Compressione di volatilità

Lunedì 18 agosto, come peraltro tipico dei lunedì, è stato povero di notizie.

Ad animare un po’ lo scenario avrebbe potuto contribuire l’incontro Zelensky-Trump-Europa: ma al mercato non sembra ancora interessare granché, almeno fino alla definizione di uno scenario più certo.

Di sicuro, quello che si sta facendo è preparare l’opinione pubblica internazionale occidentale al fatto che Putin ha vinto la guerra e che i confini, nel 2025, vengono di nuovo definiti con la potenza delle armi. Ma potrei sbagliarmi.

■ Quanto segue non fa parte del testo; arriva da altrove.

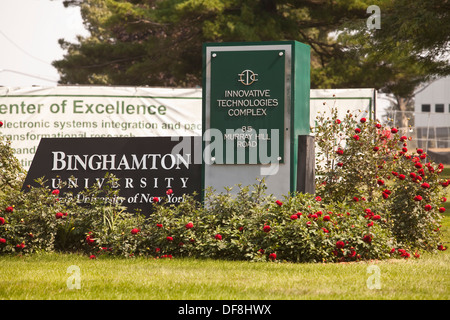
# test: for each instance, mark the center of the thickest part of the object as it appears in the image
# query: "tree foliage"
(158, 43)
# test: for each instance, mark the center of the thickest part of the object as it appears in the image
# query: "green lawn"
(44, 277)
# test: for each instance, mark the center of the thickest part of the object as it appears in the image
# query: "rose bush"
(375, 199)
(402, 185)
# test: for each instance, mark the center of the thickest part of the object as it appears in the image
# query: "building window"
(426, 108)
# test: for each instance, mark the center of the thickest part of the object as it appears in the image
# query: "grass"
(44, 277)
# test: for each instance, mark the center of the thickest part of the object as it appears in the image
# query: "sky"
(29, 33)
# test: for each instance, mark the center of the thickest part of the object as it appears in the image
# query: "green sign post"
(255, 108)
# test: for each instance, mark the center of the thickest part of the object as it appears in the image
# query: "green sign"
(247, 104)
(256, 114)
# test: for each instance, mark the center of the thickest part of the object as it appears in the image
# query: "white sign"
(29, 114)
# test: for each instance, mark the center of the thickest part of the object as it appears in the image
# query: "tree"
(158, 43)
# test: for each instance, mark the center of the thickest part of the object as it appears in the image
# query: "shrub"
(361, 160)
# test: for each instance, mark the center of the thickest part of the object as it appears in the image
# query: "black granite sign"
(148, 169)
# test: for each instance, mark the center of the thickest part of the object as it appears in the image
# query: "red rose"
(425, 185)
(340, 244)
(20, 246)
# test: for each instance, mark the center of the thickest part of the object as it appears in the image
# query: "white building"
(432, 115)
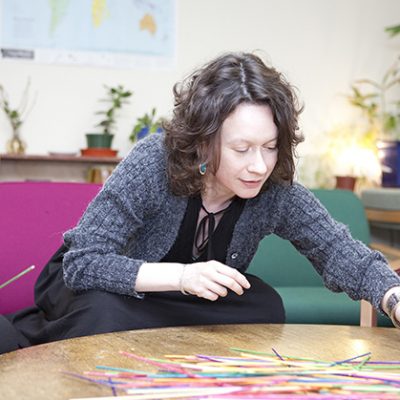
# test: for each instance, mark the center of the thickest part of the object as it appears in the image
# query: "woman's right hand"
(211, 280)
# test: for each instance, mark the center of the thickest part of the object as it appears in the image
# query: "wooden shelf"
(60, 158)
(62, 167)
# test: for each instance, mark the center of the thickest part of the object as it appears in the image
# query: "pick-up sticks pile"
(251, 375)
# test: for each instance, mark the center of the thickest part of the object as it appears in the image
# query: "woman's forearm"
(159, 277)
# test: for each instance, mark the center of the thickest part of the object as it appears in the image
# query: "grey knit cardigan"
(135, 219)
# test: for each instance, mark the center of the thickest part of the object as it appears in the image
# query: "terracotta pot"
(346, 182)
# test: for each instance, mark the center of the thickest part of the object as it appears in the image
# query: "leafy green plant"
(17, 115)
(116, 97)
(146, 125)
(372, 98)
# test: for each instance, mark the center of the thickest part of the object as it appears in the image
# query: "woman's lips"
(251, 184)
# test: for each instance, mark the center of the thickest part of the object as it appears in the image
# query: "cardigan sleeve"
(344, 263)
(97, 245)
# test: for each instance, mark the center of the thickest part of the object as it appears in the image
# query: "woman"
(168, 239)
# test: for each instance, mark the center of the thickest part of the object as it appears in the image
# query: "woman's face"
(249, 152)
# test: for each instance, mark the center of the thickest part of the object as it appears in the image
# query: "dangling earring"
(202, 168)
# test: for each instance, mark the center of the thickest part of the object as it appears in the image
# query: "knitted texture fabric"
(135, 219)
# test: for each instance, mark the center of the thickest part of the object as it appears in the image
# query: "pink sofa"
(33, 217)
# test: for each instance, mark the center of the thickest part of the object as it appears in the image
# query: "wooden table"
(36, 372)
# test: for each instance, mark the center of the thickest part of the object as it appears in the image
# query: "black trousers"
(61, 313)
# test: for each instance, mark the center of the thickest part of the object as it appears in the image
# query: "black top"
(217, 242)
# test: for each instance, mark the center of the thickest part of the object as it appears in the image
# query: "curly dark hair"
(206, 98)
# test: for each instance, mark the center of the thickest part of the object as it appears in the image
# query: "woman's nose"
(257, 163)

Nella giornata di martedì 19, il governatore Bowman, quello del taglio dei tassi presto anzi subito, parlerà per due volte (ci faranno apposta?): chissà che non spingerà un poco i mercati al rialzo.

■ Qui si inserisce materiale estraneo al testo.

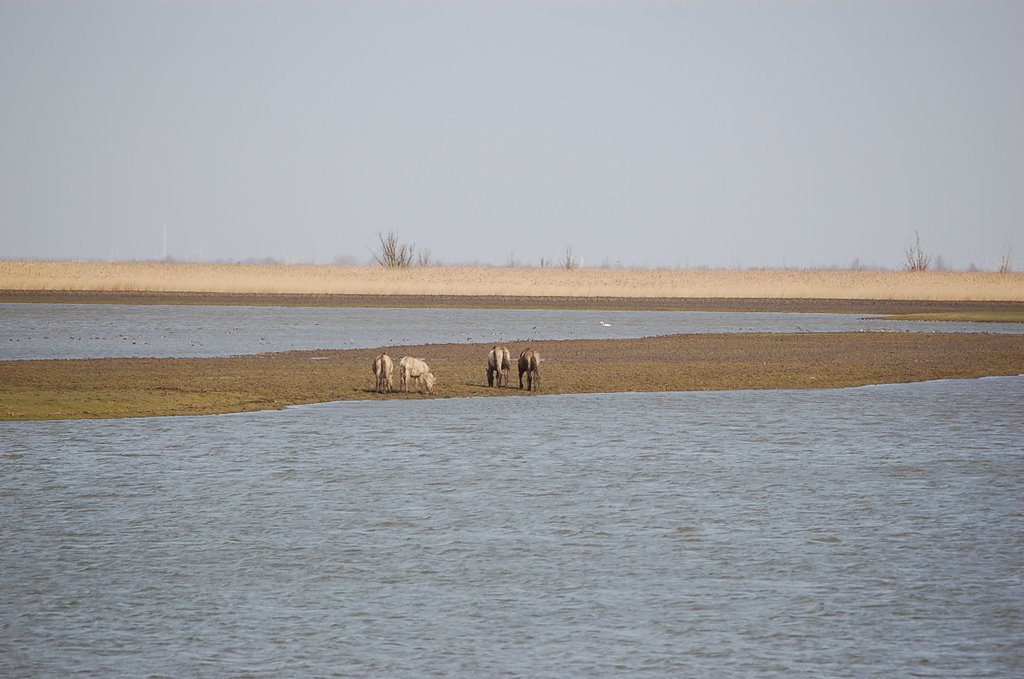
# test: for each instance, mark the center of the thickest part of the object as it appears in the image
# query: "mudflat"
(139, 387)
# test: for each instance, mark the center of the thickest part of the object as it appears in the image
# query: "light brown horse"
(499, 365)
(383, 367)
(529, 363)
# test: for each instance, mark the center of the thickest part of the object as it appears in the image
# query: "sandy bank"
(136, 387)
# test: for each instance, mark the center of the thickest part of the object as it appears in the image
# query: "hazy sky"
(654, 133)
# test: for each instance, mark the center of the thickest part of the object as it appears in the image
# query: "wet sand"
(865, 306)
(139, 387)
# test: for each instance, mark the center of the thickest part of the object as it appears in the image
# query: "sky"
(689, 133)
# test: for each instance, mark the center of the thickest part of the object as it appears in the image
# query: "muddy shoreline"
(143, 387)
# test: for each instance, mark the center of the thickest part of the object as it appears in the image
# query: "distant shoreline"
(178, 283)
(907, 308)
(147, 387)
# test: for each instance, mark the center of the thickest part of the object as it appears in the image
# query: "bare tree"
(1007, 261)
(916, 258)
(392, 252)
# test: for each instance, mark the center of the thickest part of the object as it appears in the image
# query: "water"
(91, 331)
(867, 532)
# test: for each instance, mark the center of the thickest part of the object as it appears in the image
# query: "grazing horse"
(416, 370)
(529, 363)
(499, 365)
(383, 367)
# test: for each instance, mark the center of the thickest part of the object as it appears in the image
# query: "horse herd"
(416, 373)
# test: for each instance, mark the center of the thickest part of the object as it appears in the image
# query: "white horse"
(415, 370)
(529, 363)
(499, 365)
(383, 367)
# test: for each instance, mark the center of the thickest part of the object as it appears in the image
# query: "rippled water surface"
(867, 532)
(86, 331)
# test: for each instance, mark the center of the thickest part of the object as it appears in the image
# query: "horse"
(499, 365)
(383, 367)
(416, 370)
(529, 363)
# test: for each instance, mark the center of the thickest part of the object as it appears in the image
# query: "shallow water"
(94, 331)
(867, 532)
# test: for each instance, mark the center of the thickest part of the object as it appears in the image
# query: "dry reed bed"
(139, 387)
(478, 281)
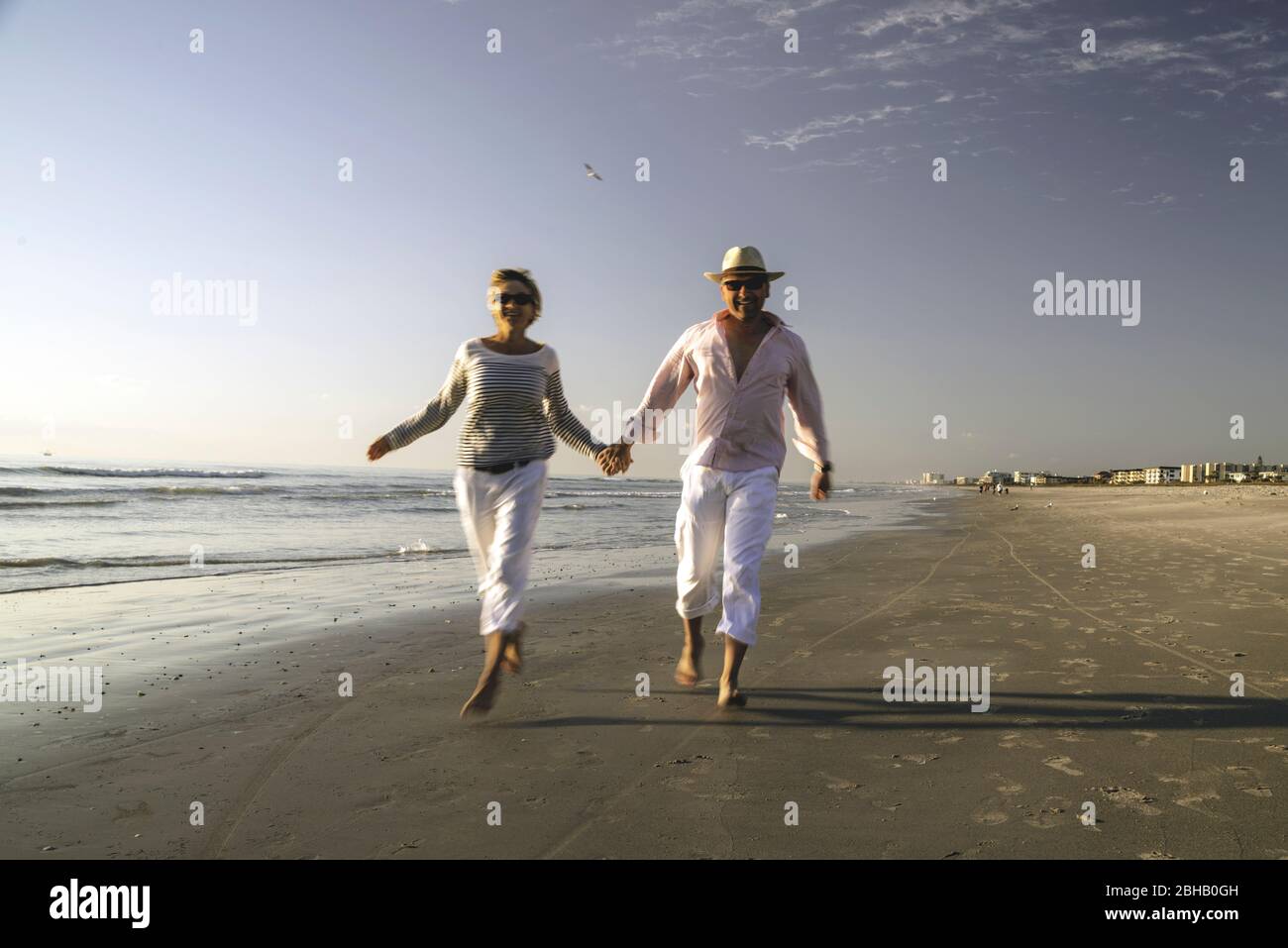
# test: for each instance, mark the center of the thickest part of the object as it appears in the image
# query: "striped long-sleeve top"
(516, 407)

La grande attesa dei mercati però è per il simposio di Jackson Hole, nel quale, venerdì 22 agosto parlerà Powell.

Si comprende come assenza di notizie e attesa di notizie abbia fatto sì che l’S&P500 abbia avuto una delle giornate meno volatili degli ultimi mesi con un range minimo-massimo nelle 23 ore di 28 punti.

Il dilemma di Powell

A dominare le discussioni di Jackson Hole sarà l’inflazione.

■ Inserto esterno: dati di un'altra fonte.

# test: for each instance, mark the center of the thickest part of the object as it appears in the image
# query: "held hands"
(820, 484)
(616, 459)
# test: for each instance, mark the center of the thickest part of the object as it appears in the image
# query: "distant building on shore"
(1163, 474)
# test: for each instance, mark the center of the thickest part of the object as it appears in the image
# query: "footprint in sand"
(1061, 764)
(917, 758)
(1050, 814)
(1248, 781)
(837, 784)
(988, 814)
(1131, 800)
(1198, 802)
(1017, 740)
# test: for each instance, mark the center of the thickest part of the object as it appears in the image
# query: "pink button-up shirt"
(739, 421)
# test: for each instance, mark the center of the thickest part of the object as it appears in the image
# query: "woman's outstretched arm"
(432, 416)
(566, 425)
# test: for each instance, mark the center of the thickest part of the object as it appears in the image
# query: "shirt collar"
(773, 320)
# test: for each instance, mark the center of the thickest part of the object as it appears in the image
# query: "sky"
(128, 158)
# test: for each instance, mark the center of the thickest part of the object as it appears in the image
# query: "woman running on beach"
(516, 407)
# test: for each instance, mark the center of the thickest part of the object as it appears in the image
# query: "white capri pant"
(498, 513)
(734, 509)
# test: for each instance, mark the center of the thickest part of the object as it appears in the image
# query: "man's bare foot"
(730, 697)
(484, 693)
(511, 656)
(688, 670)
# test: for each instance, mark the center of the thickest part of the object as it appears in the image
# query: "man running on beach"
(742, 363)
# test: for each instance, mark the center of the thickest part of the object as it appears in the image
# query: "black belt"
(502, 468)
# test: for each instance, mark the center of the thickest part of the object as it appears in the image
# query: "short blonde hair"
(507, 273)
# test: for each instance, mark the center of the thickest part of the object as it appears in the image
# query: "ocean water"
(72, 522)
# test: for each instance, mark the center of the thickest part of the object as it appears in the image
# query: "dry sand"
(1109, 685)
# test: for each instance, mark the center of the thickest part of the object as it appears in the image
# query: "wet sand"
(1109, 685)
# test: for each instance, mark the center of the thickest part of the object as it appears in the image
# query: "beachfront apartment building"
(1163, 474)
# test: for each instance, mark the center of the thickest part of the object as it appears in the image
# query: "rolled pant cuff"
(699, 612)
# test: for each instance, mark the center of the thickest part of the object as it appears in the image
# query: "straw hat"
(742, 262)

I dati di un CPI tranquillo e un PPI in impennata hanno dato un quadro tutt’altro che confortante.

Come diciamo da tempo, siamo d’accordo con coloro che ritengono l’inflazione tutt’altro che domata: e un rimbalzo dell’inflazione nei prossimi mesi ha una altissima probabilità di verificarsi.

Il mercato si attende un taglio dei tassi nella riunione del mese prossimo: ipotizzando che nelle valutazioni di Powell prevalgono (o finiranno col prevalere) alcuni dati di rallentamento dell’occupazione rispetto al tendenziale aumento dei prezzi.

Una scommessa che sembra sottoscritta da tutti: forse anche troppo rispetto alla realtà.

Confesso che se il 17 settembre la FED non taglierà i tassi sarei pienamente d’accordo con loro. Ma il mercato la prenderebbe molto male.

Il tasso di inflazione core, che esclude le componenti di cibo ed energia, è salita al 3.1% annuo, il livello più alto da febbraio.

Ed è uno dei punti di riferimento della FED.

A questo aggiungiamo che i prezzi alla produzione hanno avuto una accelerazione dello 0.9% mese su mese: l’incremento maggiore da tre anni a questa parte, ovvero da quando abbiamo cominciato a vedere le prime fiammate inflazionistiche serie, che porta il trend sull’anno al 3.3%.

Altro che inflazione sotto controllo, se teniamo a riferimento l’obiettivo FED del 2%.

Dazi e prezzi

Gli ottimisti a oltranza dicono che l’aumento dei prezzi alla produzione è il sintomo che non si voglia scaricare sui consumatori i costi dei dazi.

Ma chi ci crede? e per quanto tempo?

L’Università del Michigan (quei “comunisti”…) insiste a dire che le cose non vanno per niente bene.

L’indice di fiducia dei consumatori è tornato a scendere e la causa è da ricercare nelle preoccupazioni che, prima o poi, i dazi, almeno per una parte, arriveranno sui prezzi al consumo.

Occupazione in calo? L’argomento di Bowman

Bowman, il governatore taglia-tassi (o, semplicemente, pro-Trump?), punta il dito sul “mandato occupazionale” della FED: la fragilità del mercato del lavoro, dimostrata dai dati recenti, è l’argomento centrale che lo porta a spingere per un taglio dei tassi.

Nel grande caos della nuova amministrazione, è peraltro diventato molto difficile valutare quanto il calo dell’immigrazione abbia condizionato il dato sul mercato del lavoro: il tasso di disoccupazione ancora basso al 4.2% sarebbe una prova della solidità del mercato del lavoro.

Navigazione a vista

Così, si naviga a vista, perché la situazione è in totale divenire su troppi fronti.

Come sempre in queste situazioni, si aspettano i “prossimi dati”, che potrebbero essere “determinanti” (questa è la narrativa classica quando domina l’incertezza).

La speranza che i prossimi dati siano determinanti è piuttosto labile: resta sulle spalle della FED una decisione controversa e importante.

Di una cosa possiamo essere certi: se il mercato non cambia idea e il 17 settembre i tassi non vengono tagliati, allora la conclusione del ciclo in corso dell’S&P500 sarà proprio nell’ultima decade di settembre, perché i mercati reagiranno molto male,c on una discesa superiore al 5%.